Whenever a new data node is added to the existing HDFS cluster or a data node is removed from the cluster then some of the data nodes in the cluster will have more/less blocks compared to other data nodes.
In this unbalanced cluster, data read/write requests become very busy on some data nodes and some data nodes are under utilized.
In such cases, to make all the data nodes space is uniformly utilized for blocks distribution, HDFS rebalance will be triggered by Hadoop Administrator.
A cluster is in a balanced status when, % of space used in each data node is within limits of Average % of space used on data nodes +/- Threshold size .
Percentage space used on a data node should not be less than Average % of space used on data nodes – Threshold size.
Percentage space used on a data node should not be greater than Average % of space used on data nodes + Threshold size.
Here Threshold size is configurable value which is 20 % of used spaced by default.
Rebalancer is a administration tool in HDFS, to balance the distribution of blocks uniformly across all the data nodes in the cluster.
Rebalancing will be done on demand only. It will not get triggered automatically.
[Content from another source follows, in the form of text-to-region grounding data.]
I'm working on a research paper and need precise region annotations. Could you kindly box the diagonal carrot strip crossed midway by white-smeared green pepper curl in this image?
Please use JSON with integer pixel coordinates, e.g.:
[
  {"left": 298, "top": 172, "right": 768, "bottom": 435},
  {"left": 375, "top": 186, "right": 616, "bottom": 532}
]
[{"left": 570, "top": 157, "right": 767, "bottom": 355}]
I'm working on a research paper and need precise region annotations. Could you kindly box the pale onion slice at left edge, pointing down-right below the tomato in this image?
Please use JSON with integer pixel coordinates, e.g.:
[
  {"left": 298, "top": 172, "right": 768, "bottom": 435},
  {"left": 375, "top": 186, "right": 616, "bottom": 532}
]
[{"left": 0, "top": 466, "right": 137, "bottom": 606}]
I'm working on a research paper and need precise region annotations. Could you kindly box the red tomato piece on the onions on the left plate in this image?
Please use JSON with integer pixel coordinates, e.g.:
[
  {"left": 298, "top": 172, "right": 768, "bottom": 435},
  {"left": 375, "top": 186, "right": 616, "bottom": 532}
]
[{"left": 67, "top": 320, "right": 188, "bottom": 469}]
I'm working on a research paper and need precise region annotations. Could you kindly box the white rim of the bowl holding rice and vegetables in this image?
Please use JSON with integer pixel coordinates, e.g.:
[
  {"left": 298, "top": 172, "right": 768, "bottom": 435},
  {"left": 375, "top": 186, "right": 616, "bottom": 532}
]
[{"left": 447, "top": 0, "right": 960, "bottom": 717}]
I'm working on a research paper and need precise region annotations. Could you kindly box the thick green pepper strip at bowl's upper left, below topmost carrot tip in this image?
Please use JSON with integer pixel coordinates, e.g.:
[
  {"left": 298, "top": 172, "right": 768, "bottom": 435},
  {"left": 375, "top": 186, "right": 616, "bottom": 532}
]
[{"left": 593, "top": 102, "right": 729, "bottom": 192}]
HDFS administrator issues this command on request to balance the cluster.
$ hdfs balancer
If a Rebalancer is triggered, NameNode will scan entire data node list and when
- Under-utilized data node is found, it moves blocks from over-utilized data nodes or not-under-utilized data nodes to this current data node
- If Over-utilized data node is found, it moves blocks from this data node to other under-utilized or not-over-utilized data nodes.
- Spreads different replicas of a block across the racks so that cluster can survive loss of an entire rack.
- One of the replicas is placed on the same rack as the node writing to the file so that cross-rack network I/O is reduced.
- Spread HDFS data uniformly across the DataNodes in the cluster.